Od 1 lipca br. w życie weszła nowelizacja, która nakłada na operatorów platform internetowych obowiązek zbierania i raportowania fiskusowi danych użytkowników. Pierwszy raz dane do skarbówki trafią w 2025 r., ale obejmą też 2023 i cały 2024 r. Nowa regulacja dotyczy czterech aktywności zarobkowych w sieci. To odpłatne: sprzedaż towarów, udostępnianie nieruchomości i środków transportu oraz usługi wykonywane osobiście.
Czytaj więcej
Przepisy o raportowaniu handlu w sieci już obowiązują. A do skarbówki trafią dane o transakcjach już zrealizowanych.
Raporty na podstawie dyrektywy DAC7: limity wyłączenia z raportowania
Przy sprzedaży towarów ustawodawca wprowadził wyłączenia spod raportowania. Do skarbówki nie będą trafiać dane sprzedawców, którym e-operator umożliwił w okresie sprawozdawczym wykonanie mniej niż 30 sprzedaży towarów, jeżeli łączne wynagrodzenie nie przekroczyło równowartości 2 tys. euro. Limity dotyczą roku i osobno dla każdej platformy, ale nie są to dwa warunki łączne. Jeśli ktoś sprzeda przez portal jedną rzecz o równowartości ponad 2 tys. euro – dziś to ok. 8600 zł – to jego dane trafią do raportu. Fiskus dowie się też o pojedynczych transakcjach wynajmu auta, mieszkania czy pokoju, a także usłudze np. kosmetycznej. W tych przypadkach nie obowiązują limity wyłączeń. Jest co prawda jeden odnoszący się do udostępniania nieruchomości, ale to opcja dla dużych graczy, np. hoteli, którym operator platformy umożliwił ponad 2 tys. transakcji.
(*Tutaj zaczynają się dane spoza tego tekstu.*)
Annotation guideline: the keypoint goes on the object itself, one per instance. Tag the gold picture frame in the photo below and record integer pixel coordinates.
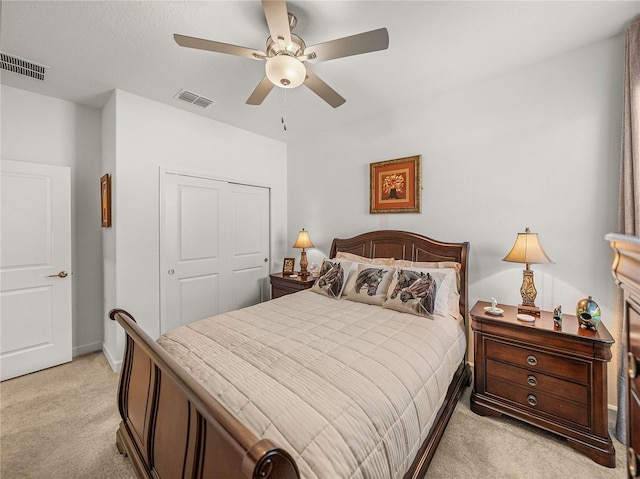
(396, 185)
(288, 267)
(105, 200)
— Wdrożenie DAC7 nie wprowadza żadnego nowego podatku, ale może się nim skończyć. Do skarbówki trafią dane tysięcy osób, które za pośrednictwem e-platform czerpały zyski m.in. ze sprzedaży towarów, najmu nieruchomości i aut czy usług wykonywanych osobiście. I jeśli nie rozliczały się z podatków, choć powinny, będą miały problem — wyjaśnia Krzysztof J. Musiał, doradca podatkowy, partner w kancelarii Musiał i Partnerzy.
A fiskus może wykorzystać do tego algorytmy typujące do kontroli czy czynności sprawdzających.